To achieve this, the first step remains visibility. Watters explains that the foundation of any technological risk management model is knowing exactly which security controls exist, where they are deployed, and whether they are functioning correctly. This means having clarity about how many devices are part of the technological environment, which security tools are active on them, and whether there is real alignment between the IT inventory and security policies. Without this layer of visibility and management, any attempt to administer vulnerabilities or threats becomes incomplete.

From that foundation, the organization can move toward a more mature operation. Visibility allows the centralization of functions such as patch management, vulnerability monitoring, and threat analysis. With that consolidated information, teams can evaluate the effectiveness of existing security controls. This evolution makes it possible to gradually scale from technical operations toward more strategic levels of cyber risk and technological risk analysis, ultimately integrating these assessments into overall enterprise risk management.

For CFOs, this evolution has direct implications. A large portion of an organization’s risk exposure does not appear in traditional financial reports. A security incident can generate significant economic losses, operational disruptions, regulatory penalties, or reputational damage. In many cases, the most vulnerable points are found at the organization’s endpoints: laptops, workstations, and devices that connect employees to central systems. Each of them represents a potential entry point for an attack.

One of the most important challenges for financial leadership is that these risks often remain invisible within traditional audit cycles. Between one audit and the next, security failures can emerge that go unnoticed until they have already caused an impact. Endpoint protection tools can become outdated or disconnected without being detected in time. Even the complete inventory of devices can become fragmented, leaving assets outside security policies without evidence available to demonstrate compliance to a regulator.

In this context, platforms that allow continuous monitoring of the technological security posture become a strategic instrument for enterprise risk management. Solutions such as Batuta aim precisely to translate the technical complexity of cybersecurity into actionable information for leadership. By offering constant visibility into endpoint protection, the status of security controls, and the real coverage of deployed tools, these platforms make it possible to identify exposures before they become incidents that affect operations or create regulatory obligations.
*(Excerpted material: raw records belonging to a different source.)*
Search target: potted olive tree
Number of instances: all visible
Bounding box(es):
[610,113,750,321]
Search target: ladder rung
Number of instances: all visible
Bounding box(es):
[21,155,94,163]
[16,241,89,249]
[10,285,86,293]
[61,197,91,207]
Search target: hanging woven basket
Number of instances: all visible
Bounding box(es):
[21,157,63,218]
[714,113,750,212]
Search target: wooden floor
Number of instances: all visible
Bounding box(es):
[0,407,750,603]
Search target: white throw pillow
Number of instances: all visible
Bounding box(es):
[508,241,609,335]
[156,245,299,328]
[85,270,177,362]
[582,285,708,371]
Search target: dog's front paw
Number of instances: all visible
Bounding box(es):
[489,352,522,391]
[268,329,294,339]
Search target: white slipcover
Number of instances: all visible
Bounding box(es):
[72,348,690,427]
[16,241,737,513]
In addition to strengthening prevention, this visibility reduces friction in audit and compliance processes. The availability of structured evidence and exportable reports facilitates the preparation of regulatory audits and security certifications, reducing the time and resources required to gather information. It also provides transparency regarding cybersecurity investments, allowing leadership to evaluate whether the technologies implemented are truly functioning as expected or whether there are coverage gaps that require attention.

For executive oversight, having these metrics expressed as clear indicators is highly valuable. The result is a different organizational dynamic. Digital risk management stops being the exclusive responsibility of the security department and becomes a strategic conversation among finance, technology, and cybersecurity. When these three functions operate in a coordinated manner, the organization develops a much stronger capacity to anticipate threats, prioritize protection investments, and safeguard business continuity. Together they form the risk management core that organizations need in order to operate with resilience in the digital economy.